Retirement plans aren’t the only ones with higher contribution limits. Health savings accounts are getting in on the fun as well. If you have clients with high deductible health insurance policies, make sure they’re taking full advantage of the unique benefits of these accounts. I don’t know any other accounts in which you can make both pre-tax contributions and tax-free withdrawals. The contributions can even escape FICA taxation if they’re part of a Section 125 cafeteria plan.
Reminder #3: More people are eligible for 2012 IRA contributions.
While the IRA contribution limits aren’t increasing, the income limits to contribute to a deductible or a Roth IRA are. That means you may have clients who can now take advantage of these accounts for an immediate tax break or tax-free income in the future. Either way, it’s more money in their pocket.
Reminder #4: Clients can still undo last year’s Roth conversions.
With all the volatility in the markets last year, you may have some clients who paid taxes to convert some traditional IRAs to Roths only to see their account values plummet afterwards. Remind them that they have until Oct 15th to re-characterize those conversions, which is basically a fancy way of asking for a do-over. This allows them to avoid paying taxes on money they no longer have. The only downside is that they have to wait until next year if they want to do a re-conversion back to a Roth IRA.
Reminder #5: Consider Roth conversions.
On the other hand, you may also have clients with traditional IRAs that are down in value (especially if the Mayan calendar ends up being right about 2012!). In that case, it could be a great time to convert those IRAs to Roths. First, they’ll pay relatively low tax rates (remember, tax rates are still scheduled to increase next year) on relatively low account values. Then, when the account eventually recovers, all that growth can potentially dodge whatever tax rates the federal government has in store for us at that time (when millions of Baby Boomers become eligible for Social Security and Medicare). In fact, Roth IRAs can be a good idea for any client worried about the prospect of higher future tax rates.
Reminder #6: Look out for company stock before rolling over retirement assets.
Speaking of 401(k) rollovers, advisers will sometimes roll over entire accounts as cash without even looking at what’s in them.

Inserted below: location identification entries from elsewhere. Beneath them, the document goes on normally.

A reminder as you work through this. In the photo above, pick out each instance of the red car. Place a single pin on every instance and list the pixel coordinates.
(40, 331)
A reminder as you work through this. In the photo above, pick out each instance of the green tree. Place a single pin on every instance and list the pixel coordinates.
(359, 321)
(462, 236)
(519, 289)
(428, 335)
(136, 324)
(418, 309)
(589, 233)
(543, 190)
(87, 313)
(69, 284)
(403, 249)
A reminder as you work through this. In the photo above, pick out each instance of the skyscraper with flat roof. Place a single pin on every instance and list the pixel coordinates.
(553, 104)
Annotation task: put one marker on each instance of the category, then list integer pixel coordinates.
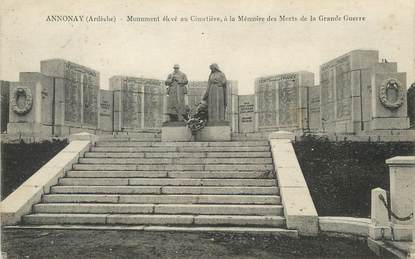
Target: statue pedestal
(215, 131)
(175, 131)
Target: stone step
(105, 143)
(193, 209)
(162, 199)
(145, 219)
(266, 154)
(166, 182)
(174, 174)
(163, 167)
(148, 149)
(183, 161)
(248, 190)
(119, 138)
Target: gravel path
(24, 243)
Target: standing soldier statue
(176, 90)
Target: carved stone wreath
(22, 91)
(394, 84)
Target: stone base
(214, 133)
(380, 232)
(402, 232)
(175, 132)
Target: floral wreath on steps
(20, 91)
(391, 83)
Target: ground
(139, 244)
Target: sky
(243, 50)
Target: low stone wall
(299, 209)
(20, 202)
(344, 225)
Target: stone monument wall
(31, 106)
(313, 107)
(388, 98)
(5, 95)
(106, 111)
(342, 82)
(246, 113)
(282, 101)
(76, 96)
(138, 103)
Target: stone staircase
(222, 186)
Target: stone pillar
(5, 96)
(31, 105)
(246, 113)
(380, 226)
(106, 119)
(402, 193)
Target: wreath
(391, 83)
(196, 124)
(22, 91)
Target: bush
(20, 161)
(341, 175)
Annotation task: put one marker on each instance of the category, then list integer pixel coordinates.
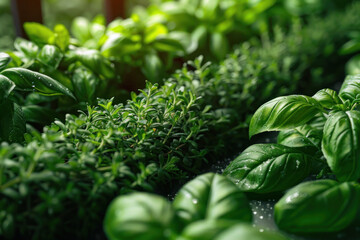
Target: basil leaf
(28, 80)
(341, 144)
(140, 216)
(38, 33)
(5, 59)
(12, 127)
(62, 37)
(6, 87)
(244, 231)
(284, 113)
(304, 136)
(327, 98)
(318, 206)
(50, 56)
(211, 196)
(205, 229)
(96, 62)
(350, 88)
(267, 168)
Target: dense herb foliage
(59, 184)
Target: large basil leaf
(96, 62)
(12, 127)
(5, 59)
(6, 87)
(350, 88)
(140, 216)
(266, 168)
(341, 144)
(244, 231)
(38, 33)
(50, 56)
(305, 136)
(318, 206)
(28, 80)
(211, 196)
(205, 229)
(284, 113)
(327, 98)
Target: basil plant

If your clients have company stock, they would lose the ability to have the net unrealized appreciation taxed at a lower capital gains rate.
Reminder #7: Tax optimize your clients’ investment portfolios.
If something needs to be exposed to taxation, let it be your clients’ equities since most of their earnings are taxed at capital gains and dividend rates that are lower than the ordinary income tax rates at which the pre-tax withdrawals will be taxed. (This is especially true for international equities because your clients also lose the ability to claim the foreign tax credit if they’re sheltered in a retirement account.) Having stocks vs. bonds in a $500,000 taxable account with a 2% interest or dividend yield could be a difference of several thousand dollars for your clients.
Reminder #8: Harvest those losses.
Another advantage of having more of the equities in the taxable account(s) is that it provides you the opportunity for tax-loss selling at the end of the year. This is a great way to turn those investment lemons into tax lemonade.
Don’t let the reminders end there. At the end of the day, be sure to track how much you’re saving clients so you can truly show them the value of your services.
As financial educators at Financial Finesse, we deal with employees whose net worth is much less than those most advisors work with, but when we’ve tracked this ourselves, we’ve managed to account for helping employees save tens of thousands of dollars in taxes.
In this economy, reminding clients that you can help them with a broad scope of financial issues that affect every part of their lives can be what sets you apart. It feels pretty good, too.